The model is mostly based on R-NET:
As of 6th December 2017, a version of R-NET (with ensembles) acheives the highest position in SQuAD leaderboards.
For this model I used pre-trained GloVe embeddings of 100 dimensions from:
https://nlp.stanford.edu/projects/glove/
I skipped character embedding. I used to the positional encoding as used in "End-To-End Memory Networks" (- Sainbayar Sukhbaatar, Arthur Szlam, Jason Weston, Rob Fergus), for sentence embedding of the facts. That is, the network works with sentential representations of facts, instead of working with word level representations of the facts.

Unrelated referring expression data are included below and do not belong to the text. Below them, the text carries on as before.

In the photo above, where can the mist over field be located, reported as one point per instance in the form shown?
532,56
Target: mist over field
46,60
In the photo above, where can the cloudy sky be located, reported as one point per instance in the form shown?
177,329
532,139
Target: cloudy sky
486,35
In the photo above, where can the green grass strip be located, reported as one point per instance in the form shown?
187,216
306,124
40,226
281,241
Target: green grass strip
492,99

Only 1-layered Bi-GRUs were used for encoding questions, passages and other works. The original implementation used 3-layered Bi-GRU for certain tasks.

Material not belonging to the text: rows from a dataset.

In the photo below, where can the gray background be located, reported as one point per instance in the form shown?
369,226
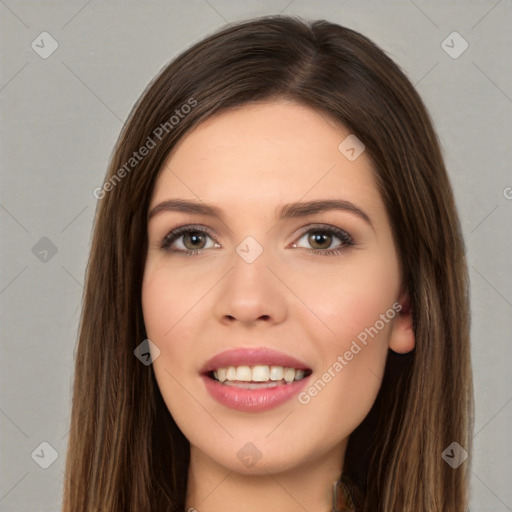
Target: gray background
61,117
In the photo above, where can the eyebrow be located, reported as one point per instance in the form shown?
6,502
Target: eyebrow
288,211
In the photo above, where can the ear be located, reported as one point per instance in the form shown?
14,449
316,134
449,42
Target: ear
401,339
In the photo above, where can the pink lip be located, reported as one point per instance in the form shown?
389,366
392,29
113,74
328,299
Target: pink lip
252,400
252,357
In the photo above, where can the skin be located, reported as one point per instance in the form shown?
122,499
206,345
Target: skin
249,162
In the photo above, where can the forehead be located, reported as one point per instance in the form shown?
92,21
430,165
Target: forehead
266,154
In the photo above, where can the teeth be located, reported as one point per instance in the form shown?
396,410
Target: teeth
258,373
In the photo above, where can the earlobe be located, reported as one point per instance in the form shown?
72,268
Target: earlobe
402,339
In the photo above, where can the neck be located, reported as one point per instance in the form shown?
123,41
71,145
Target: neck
214,488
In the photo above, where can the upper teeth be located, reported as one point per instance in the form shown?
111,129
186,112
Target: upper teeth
258,373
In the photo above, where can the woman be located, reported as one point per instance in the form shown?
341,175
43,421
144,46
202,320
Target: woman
228,358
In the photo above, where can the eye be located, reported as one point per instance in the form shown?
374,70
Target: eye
190,240
194,239
322,237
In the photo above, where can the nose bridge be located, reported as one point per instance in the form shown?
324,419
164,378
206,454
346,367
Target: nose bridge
250,291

Instead of a pointer network (which was used to predict the span of the original passage to work with SQuAD), I used a single GRU upon the question-aware self attended document representation (the output of the self-matching attention layer) and linearly transformed the final hidden state to get the probability distribution for the single word answer.
I used the transpose of the embedding matrix to linearly transform the final hidden state of the output layer into the probability distribution. Using embedding matrix for the final conversion to probability distribution seems to usually speed up training, sometimes quite substantially, without bringing any apparent detrimental effects.
I trained and tested the model on the induction tasks of bAbi 10k dataset. The accuracy isn't too different from my DMN+ implementation for this particular task when used with these specific settings.
Some other hyperparameters are different.
This is a rough and quick implementation, I made up in a hour or two. There may be some issues that I have overlooked.